See also: Passkey, Security key (hardware token), Two-factor authentication (2FA)

K

Key derivation function (KDF) cryptography

The algorithm (PBKDF2, scrypt, Argon2) that stretches your master password into an encryption key, deliberately slow to resist brute force. Argon2 is the current preference.

See also: Argon2, PBKDF2, Master password

L

Local-only vault architecture

A manager that stores the vault file on your devices with no provider cloud (e.g., KeePass-family). Maximum control; sync and backup become your responsibility.

See also: Vault, Self-hosted (sync server)

M

Master password fundamentals

The single secret that unlocks the vault. It is typically never sent to the provider in zero-knowledge designs; if it's lost, the vault is usually unrecoverable by design.

See also: Vault, Zero-knowledge architecture, Key derivation function (KDF)

O

Open source / audited trust

Code published for inspection, ideally with independent security audits. Not a guarantee of security, but it enables verification of zero-knowledge and crypto claims.

See also: Zero-knowledge architecture

P

Passkey authentication

A FIDO2 credential that replaces the password entirely with a device-held private key, syncable via a password manager or platform. Phishing-resistant by design.

See also: FIDO2 / WebAuthn, Security key (hardware token)

Password manager fundamentals

An encrypted vault that generates, stores, and autofills unique credentials so you only memorize one master password. The single highest-impact account-security tool for most people.

See also: Vault, Master password, Zero-knowledge architecture

Password reuse threats

Using one password across multiple sites, so a single breach compromises many accounts. The exact problem a password manager exists to eliminate.

See also: Password manager, Breach monitoring

PBKDF2 cryptography

An older, widely supported KDF. Secure with a high iteration count but not memory-hard, so weaker than Argon2 against modern hardware at equivalent settings.

See also: Key derivation function (KDF), Argon2

Phishing threats

Tricking a user into entering credentials on a fake site. Password managers reduce risk by only autofilling on the exact registered domain; FIDO2/passkeys eliminate it for that account.

See also: Autofill, FIDO2 / WebAuthn

S

Security key (hardware token) authentication

A physical FIDO2 device (e.g., YubiKey) that proves possession during login. The strongest common second factor and a strong option for protecting the vault account itself.

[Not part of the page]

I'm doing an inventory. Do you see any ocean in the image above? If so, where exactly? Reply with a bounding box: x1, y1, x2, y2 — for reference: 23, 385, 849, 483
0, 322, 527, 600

See also: FIDO2 / WebAuthn, Passkey, Two-factor authentication (2FA)

Self-hosted (sync server) architecture

Running your own sync backend (e.g., Vaultwarden, a Bitwarden-compatible server) so encrypted vault data never touches a third-party host while keeping multi-device sync.

See also: Local-only vault, Zero-knowledge architecture

T

TOTP authentication

Time-based one-time passwords — the 6-digit rotating codes from authenticator apps. Phishable if entered on a fake site, but far stronger than SMS codes.

See also: Two-factor authentication (2FA), FIDO2 / WebAuthn

Two-factor authentication (2FA) authentication

Requiring a second proof of identity beyond a password. For a password manager account it protects vault sync access; it does not encrypt the vault itself.

See also: TOTP, FIDO2 / WebAuthn, Passkey

V

Vault fundamentals

The encrypted database holding your credentials, notes, and secrets. Its security depends on the encryption, the master password's strength, and how the key is derived.

See also: Master password, Encryption at rest, Key derivation function (KDF)

Z

Zero-knowledge architecture architecture

A design where encryption and decryption happen only on your device, so the provider stores ciphertext it cannot read. The property that lets you trust a cloud-synced manager.